Djoko Susilo, Angkatan Intelektual Pertama Jawa Pos
Ternyata, dalam perjalanan, kata Dahlan, sosok Djoko mendua. Ini karena, Djoko saat bekerja di Jawa Pos juga menjadi dosen di salah satu Perguruan Tinggi Negeri di Surabaya.
Secara aturan, hal tersebut sejatinya tidak diperbolehkan. “Waktu saya tanya kenapa jadi PNS, ternyata Bung Djoko berkeinginan pergi keluar negeri,” kata Dahlan.
Mendengar hal itu, Dahlan memberi jaminan kepada Djoko bahwa wartawan Jawa Pos juga bisa keluar negeri. Negara pertama yang dikunjungi Djoko saat berstatus wartawan Jawa Pos adalah Libya.
“Waktu itu juga ada agenda bertemu pemimpin tertinggi Libya, Muammar Gaddafi, beliau sangat excited sekali,” ujarnya.
Setelah itu, Djoko memang banyak menghabiskan waktu menjadi kontributor Jawa Pos di Amerika Serikat dan Inggris. Menurut Dahlan keahlian berbahasa Djoko menjadi nilai tambah, mengapa dia ditempatkan di sana.
"Bung Djoko itu hapal sekali jenis-jenis senjata, hapal jenis-jenis kapal perang, hampir semua di bidang itu dia kuasai," kata Dahlan.
Dahlan mengaku tahu jika Djoko selama ini sudah terkena sakit gula darah. Saat bertemu setelah sekian lama, Dahlan mengetahui hal itu setelah melihat fisik dari Djoko. Namun, Dahlan juga kagum dengan sikap Djoko setelah mengetahui sakit yang dideritanya. “Bung Djoko itu luar biasa konsistennya, menjaga diri,” kata Dahlan.

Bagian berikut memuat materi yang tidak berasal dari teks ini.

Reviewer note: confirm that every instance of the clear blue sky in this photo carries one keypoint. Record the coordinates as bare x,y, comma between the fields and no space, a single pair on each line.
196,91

Sementara Pratikno juga memiliki kenangan tersendiri atas sosok almarhum. Dia menyatakan, Djoko adalah seniornya persis satu tingkat saat kuliah di Universitas Gajah Mada. “Mas Djoko waktu pertama masuk, naik ke meja melakukan orasi, sesuatu yang menginspirasi kami,” kata Pratikno.